The pizza took a bit to stretch, but I got it there. I baked at 490 degrees for 8 minutes. The result was a nearly perfect clone of a very crappy pizza place nearby that uses a conveyor oven! Pale, and a bit of a gum line that wasn't that gummy. The crumb was ultra dense.
The reason I tried this is that I'm hoping to do an "intervention" at that local pizza place by asking them to bake one of my dough balls. This formulation isn't going to do it.
Perhaps using a hearth bake disc would get it closer to a good result?
Try reducing water another 5%, increase salt to 2.3%, and use ADY for a dough to be used in a conveyor oven. You won't get the same bake as a conveyor oven or even a similar bake in a home oven. The conveyor oven is much more intense with it's radiant heat distribution than a convection/conventional oven.
Screens are used for soft doughs and making an American style crust like chains make: i.e. Papa John's. I use a perforated pan for thin crust and the standard 2 inch deep dish pans for deep dish. I only use screens for calzones/strombolis/garlic knots/cheesy bread/etc. Not for pizzas. I like it crispy on the outside, chewy on the inside.
As far as the color being pale, there are several options you could try in order to get what you want. Egg Shade (food coloring) works well. I like adding semolina or corn flour myself, roughly 20% of the flour.
If you want to have a crispier crust using your dough, try panning the pizza crust, doc the dough, and put it in for a short run in your conveyor oven. Add toppings and then give it a full run. Another thing you can do is once the pizza does a full run, take it out of the pan and put it back in the conveyor for a short naked run.
Again, dough formulas all depend on where you are and what you're wanting to do. A big factor in dough formula is the type of water you use. Water in Chicago, New York, Tampa, LA, Denver, etc are all different. This is why you'll often hear about pizza places in LA trying to mimic NY style or Chicago style by importing the water from one of the cities. San Francisco for example, has softer and very clean water coming from Yosemite as opposed to Chicago. I had to take my dough formulas and use trial and error in order to get the dough I had in Chicago for San Francisco.
Lastly, to scash2014: Pizza Hut sucks, their dough sucks, everything they use sucks. Can't used Pizza Hut experience as a barometer to depict a conveyor oven, just like any other chain that uses them.
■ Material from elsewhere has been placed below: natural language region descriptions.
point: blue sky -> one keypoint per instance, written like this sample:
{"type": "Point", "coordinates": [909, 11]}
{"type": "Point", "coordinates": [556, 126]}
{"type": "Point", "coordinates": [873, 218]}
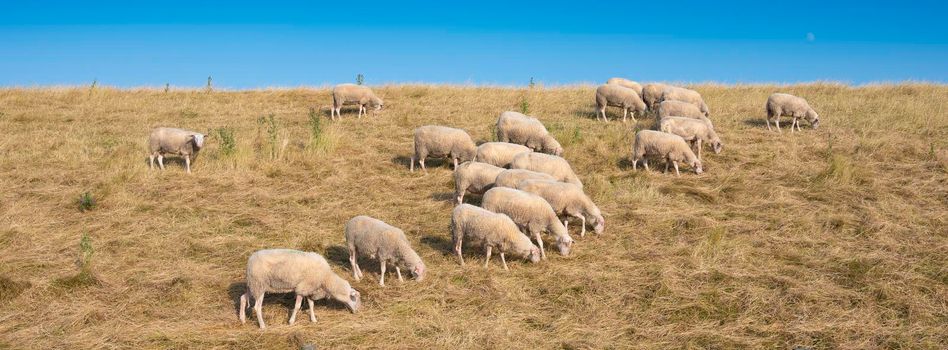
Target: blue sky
{"type": "Point", "coordinates": [258, 44]}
You just need to right dough formula and have to put certain toppings under the cheese so they don't dry out. Also, when baking "more loaded" or 3+ topping-pizzas in a conveyor, it's wise to start with a short run, then a long run. More specifically, take a standard Supreme pizza for example. Doc the dough, add the sauce, sausage, mushrooms, and green peppers and do a short run(half run) in the conveyor. Then, add the cheese, pepperoni, onions, and black olives and do a full run.